The newest piece, finished just a few days ago, is as blunt as can be. Spanning the full width of a highway trestle in blood red and deep green, faces and figures and stars and stripes tangled within, it’s called “Don’t Let Me Be Misunderstood,” a tribute to the civil rights activism of Nina Simone in the 1960s by Victor Quiñonez and Rob Gibbs (or Marka27 and ProBlak, respectively). “We’ve been doing this kind of work for decades,” Quiñonez said, “so it pains us that we have to continue doing it, to be honest with you. The title of that mural? It speaks volumes as to how long this has been going on. Police brutality, mass incarceration — this is nothing new. Why do we keep going in circles? Why is this so hard to understand?”

"Don't Let Me Be Misunderstood" spans the full width of a highway trestle. David L. Ryan/Globe Staff

“Don’t Let Me Be Misunderstood” is one of the first projects for Murals for the Movement, a grassroots initiative Quiñonez and his partner, Liza Quiñonez, founded to encourage social justice-driven murals nationwide. It reminded me of the For Freedoms project, a national billboard initiative around social justice founded not long after the 2016 presidential election by Eric Gottesman and Hank Willis Thomas (the artist who won the Martin Luther and Coretta Scott King memorial commission for Boston Common, slated for a 2022 debut).
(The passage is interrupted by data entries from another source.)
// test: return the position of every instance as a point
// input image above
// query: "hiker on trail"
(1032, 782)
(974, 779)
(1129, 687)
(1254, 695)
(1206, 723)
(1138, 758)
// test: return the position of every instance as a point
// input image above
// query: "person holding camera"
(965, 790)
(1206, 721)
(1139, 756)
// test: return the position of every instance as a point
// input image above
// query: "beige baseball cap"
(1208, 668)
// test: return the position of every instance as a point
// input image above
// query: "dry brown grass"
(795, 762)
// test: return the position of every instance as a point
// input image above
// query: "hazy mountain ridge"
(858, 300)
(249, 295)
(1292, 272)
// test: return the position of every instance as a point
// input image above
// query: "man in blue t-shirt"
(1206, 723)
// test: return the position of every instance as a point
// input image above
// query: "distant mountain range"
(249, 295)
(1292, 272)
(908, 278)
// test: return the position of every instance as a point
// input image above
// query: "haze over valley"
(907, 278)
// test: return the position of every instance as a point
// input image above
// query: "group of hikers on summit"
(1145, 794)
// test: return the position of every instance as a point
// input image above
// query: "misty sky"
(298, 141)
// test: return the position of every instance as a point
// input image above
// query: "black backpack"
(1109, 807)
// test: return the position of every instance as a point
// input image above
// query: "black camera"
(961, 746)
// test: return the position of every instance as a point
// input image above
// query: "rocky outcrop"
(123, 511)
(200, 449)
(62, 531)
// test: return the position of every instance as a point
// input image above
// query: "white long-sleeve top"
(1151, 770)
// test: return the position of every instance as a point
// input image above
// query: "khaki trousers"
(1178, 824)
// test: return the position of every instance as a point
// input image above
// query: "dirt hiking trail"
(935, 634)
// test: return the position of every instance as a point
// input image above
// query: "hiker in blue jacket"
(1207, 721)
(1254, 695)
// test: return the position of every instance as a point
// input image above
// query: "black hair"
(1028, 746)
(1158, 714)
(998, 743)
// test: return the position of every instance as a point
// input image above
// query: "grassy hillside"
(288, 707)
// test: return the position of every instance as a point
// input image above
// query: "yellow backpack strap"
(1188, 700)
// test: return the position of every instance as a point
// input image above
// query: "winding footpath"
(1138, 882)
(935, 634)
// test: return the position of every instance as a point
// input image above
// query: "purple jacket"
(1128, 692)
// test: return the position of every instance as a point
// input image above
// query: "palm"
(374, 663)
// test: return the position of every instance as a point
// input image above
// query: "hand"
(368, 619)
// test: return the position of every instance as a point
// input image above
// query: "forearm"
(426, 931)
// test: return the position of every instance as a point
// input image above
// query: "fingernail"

Murals for the Movement carves an important distinction: It solicits works from artists who live in the cities and neighborhoods where pieces are installed, letting them speak directly to their own communities.

That kind of localism has long been anathema to the more rarefied strata of public art hierarchy. That’s always been wrong-headed, something never more clear than right now. It makes me think that maybe public art has been let off the hook for too long, leaving questions unanswered, floating in space and not moored to its particular ground. Public art will shift and change again, that much is sure. But here, in a social and civic landscape mired with disease both physical and social, it’s time for some straight talk: What do people need? That’s a hard question to answer. Until now, it’s been even harder to ask.